Taking notice of small minded armchair warriors giving anyone advice is lunacy......especially if anyone bases their future on their 'knowledge'.
What would the morally-bankrupt 'I'm all right, Jack, 'cos I'm not paying income tax' UAE expats do without the 'armchair warrior' charge? They cling to it desperately, despite the fact that many critics of the UAE have lived there, perhaps because, like this wondrously self-revealing post from @BusterGonad, they literally have no capacity for actual thought, apart from the scandalous cost of L'Oeral lipstick and missing being able to drink 'freely':
But I missed being able to drink alcohol freely, the fear of being arrested for drinking too much, driving in a manner that annoyed the police, exiting the airport and worrying that something will come up and I can't leave, I missed things being sold at decent prices (l'oreal lipstick was about double the cost of uk, Oasis dresses almost twice the price) I missed being able to go for a pub lunch with my son. I missed being on the roads with other drivers that could actually drive properly, abd the cost of a, food shop was ridiculous. Its an experience and one day maybe I'd do it again. I say don't listen to all the haters as I expect many of them have never even set foot in the place.

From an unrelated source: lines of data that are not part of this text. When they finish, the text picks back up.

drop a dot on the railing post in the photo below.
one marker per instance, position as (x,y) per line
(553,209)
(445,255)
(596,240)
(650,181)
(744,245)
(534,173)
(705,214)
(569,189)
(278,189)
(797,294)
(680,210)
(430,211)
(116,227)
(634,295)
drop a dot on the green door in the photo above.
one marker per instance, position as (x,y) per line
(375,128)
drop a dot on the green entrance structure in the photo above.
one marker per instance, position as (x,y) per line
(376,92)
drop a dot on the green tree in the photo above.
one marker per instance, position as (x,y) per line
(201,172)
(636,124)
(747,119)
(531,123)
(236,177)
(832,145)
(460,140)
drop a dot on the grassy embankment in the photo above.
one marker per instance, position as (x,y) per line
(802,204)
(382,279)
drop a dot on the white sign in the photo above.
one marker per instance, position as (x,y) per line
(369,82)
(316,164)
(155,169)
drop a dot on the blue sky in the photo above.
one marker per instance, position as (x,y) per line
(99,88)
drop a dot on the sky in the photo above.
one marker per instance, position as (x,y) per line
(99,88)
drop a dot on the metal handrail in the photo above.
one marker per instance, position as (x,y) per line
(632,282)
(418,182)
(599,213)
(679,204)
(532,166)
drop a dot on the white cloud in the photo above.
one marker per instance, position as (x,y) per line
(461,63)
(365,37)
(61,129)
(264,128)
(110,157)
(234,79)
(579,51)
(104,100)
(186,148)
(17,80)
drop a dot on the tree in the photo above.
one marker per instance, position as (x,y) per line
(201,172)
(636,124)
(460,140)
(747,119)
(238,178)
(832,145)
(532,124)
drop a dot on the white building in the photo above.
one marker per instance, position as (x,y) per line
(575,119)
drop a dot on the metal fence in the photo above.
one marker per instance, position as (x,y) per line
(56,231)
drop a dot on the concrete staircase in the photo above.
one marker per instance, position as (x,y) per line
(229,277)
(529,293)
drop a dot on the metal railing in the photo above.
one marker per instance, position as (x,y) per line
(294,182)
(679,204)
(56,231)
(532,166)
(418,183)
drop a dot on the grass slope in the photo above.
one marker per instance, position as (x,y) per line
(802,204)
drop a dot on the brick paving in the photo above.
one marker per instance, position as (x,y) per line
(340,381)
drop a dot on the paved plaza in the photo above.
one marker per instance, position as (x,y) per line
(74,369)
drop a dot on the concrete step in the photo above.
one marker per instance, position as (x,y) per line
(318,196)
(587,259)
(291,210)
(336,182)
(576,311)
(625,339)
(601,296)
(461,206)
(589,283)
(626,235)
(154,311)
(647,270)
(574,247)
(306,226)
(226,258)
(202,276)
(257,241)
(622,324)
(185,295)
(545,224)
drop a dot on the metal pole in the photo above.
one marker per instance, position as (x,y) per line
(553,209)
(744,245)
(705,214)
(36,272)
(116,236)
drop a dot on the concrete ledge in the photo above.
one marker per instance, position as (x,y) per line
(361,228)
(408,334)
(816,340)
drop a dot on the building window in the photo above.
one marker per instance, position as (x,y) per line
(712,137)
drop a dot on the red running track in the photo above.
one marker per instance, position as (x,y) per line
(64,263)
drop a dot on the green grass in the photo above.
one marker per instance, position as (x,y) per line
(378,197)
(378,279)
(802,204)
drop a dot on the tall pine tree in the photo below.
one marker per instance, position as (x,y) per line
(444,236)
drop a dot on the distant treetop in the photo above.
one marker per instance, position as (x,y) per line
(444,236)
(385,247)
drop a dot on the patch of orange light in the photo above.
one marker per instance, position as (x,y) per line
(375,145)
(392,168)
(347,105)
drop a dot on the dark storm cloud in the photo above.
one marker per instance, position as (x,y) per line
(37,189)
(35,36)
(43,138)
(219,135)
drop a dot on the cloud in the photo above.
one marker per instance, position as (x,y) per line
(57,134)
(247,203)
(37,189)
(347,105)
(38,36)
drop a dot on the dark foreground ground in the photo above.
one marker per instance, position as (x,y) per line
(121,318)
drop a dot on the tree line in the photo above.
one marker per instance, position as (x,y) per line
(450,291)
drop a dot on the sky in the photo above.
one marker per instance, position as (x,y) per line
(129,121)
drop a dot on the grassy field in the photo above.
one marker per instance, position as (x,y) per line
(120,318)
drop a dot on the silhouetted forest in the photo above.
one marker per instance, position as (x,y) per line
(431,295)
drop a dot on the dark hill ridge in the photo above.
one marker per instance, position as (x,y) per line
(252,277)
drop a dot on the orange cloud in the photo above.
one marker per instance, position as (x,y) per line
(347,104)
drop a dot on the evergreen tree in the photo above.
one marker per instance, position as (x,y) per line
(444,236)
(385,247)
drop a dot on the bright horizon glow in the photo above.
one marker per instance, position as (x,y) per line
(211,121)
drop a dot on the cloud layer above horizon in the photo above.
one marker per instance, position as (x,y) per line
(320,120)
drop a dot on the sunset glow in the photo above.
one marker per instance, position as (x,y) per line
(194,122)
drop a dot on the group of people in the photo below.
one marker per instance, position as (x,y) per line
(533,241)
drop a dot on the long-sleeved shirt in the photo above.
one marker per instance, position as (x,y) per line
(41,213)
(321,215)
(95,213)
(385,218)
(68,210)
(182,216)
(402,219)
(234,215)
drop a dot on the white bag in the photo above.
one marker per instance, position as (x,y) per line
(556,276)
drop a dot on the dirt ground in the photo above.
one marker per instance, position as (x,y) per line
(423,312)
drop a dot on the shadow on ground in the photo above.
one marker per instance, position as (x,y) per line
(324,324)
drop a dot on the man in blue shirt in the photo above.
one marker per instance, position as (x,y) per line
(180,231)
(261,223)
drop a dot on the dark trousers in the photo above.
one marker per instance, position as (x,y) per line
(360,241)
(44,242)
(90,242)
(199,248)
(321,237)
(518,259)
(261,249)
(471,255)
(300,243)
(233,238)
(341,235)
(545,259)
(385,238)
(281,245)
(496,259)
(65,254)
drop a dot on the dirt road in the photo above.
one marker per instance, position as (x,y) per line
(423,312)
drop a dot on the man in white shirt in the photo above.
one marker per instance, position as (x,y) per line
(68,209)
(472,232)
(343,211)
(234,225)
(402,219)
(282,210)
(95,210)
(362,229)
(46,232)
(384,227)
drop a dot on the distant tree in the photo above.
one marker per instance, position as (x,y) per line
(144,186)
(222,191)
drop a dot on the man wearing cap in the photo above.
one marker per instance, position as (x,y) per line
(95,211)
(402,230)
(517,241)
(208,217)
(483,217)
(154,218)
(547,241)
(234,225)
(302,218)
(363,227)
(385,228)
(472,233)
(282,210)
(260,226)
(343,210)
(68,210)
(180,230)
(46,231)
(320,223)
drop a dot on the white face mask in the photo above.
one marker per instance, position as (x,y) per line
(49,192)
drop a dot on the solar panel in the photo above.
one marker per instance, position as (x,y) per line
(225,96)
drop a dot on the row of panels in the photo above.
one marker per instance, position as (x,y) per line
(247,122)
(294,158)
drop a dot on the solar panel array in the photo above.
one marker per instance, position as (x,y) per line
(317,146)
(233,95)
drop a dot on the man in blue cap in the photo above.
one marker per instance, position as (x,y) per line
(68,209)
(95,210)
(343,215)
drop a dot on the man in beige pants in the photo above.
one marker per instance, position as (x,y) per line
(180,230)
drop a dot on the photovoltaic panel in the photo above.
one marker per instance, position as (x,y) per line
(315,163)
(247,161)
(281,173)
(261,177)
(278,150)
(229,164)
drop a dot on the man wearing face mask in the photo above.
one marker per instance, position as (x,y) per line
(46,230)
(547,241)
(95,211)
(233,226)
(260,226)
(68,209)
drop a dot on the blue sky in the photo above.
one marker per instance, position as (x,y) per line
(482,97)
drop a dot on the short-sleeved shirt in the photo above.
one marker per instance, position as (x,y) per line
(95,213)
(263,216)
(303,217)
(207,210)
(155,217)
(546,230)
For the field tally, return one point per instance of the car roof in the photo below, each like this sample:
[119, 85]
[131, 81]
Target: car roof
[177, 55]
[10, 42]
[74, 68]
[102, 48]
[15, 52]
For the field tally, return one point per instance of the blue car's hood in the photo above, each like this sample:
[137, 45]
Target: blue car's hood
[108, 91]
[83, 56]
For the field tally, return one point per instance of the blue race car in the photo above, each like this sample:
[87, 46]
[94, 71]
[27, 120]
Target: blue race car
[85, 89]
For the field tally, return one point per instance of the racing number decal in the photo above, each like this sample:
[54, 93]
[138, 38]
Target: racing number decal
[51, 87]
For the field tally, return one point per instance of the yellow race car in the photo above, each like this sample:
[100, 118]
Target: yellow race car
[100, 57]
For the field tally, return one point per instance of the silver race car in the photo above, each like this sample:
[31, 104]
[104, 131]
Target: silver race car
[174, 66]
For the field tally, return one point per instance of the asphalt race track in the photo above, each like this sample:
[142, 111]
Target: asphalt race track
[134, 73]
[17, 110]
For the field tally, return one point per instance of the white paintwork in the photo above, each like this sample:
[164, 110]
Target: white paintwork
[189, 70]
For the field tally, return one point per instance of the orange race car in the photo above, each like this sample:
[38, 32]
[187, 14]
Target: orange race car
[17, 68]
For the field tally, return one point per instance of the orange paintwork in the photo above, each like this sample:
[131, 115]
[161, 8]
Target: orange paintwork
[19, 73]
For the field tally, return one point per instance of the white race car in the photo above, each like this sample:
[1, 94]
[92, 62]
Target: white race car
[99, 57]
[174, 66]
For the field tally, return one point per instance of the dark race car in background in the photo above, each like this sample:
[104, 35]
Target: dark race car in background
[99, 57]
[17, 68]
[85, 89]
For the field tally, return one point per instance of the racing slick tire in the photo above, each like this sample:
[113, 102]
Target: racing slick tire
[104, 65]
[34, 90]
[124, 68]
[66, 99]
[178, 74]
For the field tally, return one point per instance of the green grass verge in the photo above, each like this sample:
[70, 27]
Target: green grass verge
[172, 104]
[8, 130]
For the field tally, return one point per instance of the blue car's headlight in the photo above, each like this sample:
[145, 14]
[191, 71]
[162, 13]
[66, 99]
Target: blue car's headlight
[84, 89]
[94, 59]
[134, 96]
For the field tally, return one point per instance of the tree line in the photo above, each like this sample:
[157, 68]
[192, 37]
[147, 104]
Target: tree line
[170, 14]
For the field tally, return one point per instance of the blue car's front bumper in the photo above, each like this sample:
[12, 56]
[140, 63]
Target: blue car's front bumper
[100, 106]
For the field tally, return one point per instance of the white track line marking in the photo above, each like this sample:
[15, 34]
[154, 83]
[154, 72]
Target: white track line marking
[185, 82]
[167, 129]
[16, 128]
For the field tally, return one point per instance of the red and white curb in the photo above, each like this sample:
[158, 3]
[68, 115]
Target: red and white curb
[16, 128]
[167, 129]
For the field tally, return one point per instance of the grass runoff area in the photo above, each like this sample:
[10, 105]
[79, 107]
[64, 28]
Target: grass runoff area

That, in a nutshell, is your thought-process of a typical British expat in Dubai.
OP, if you are interested join the Facebook group 'Brits in Dubai' and if it pertains to you 'British Mums Dubai'. You'll get a balanced answer to any queries there
What you will get, if it's anything like Dubai Expat Woman was, is a lot of women frothing about schools, traffic and their livein maids ('I'd never have a Filipina again they all meet when they walk the dogs and give one another ideas'), boasting about how they dealt with their miscreant maid ('So I searched her suitcase and frogmarched her straight to the airport and cancelled her visa') etc.
It was quite entertaining, but 'balanced' is not the word I would use.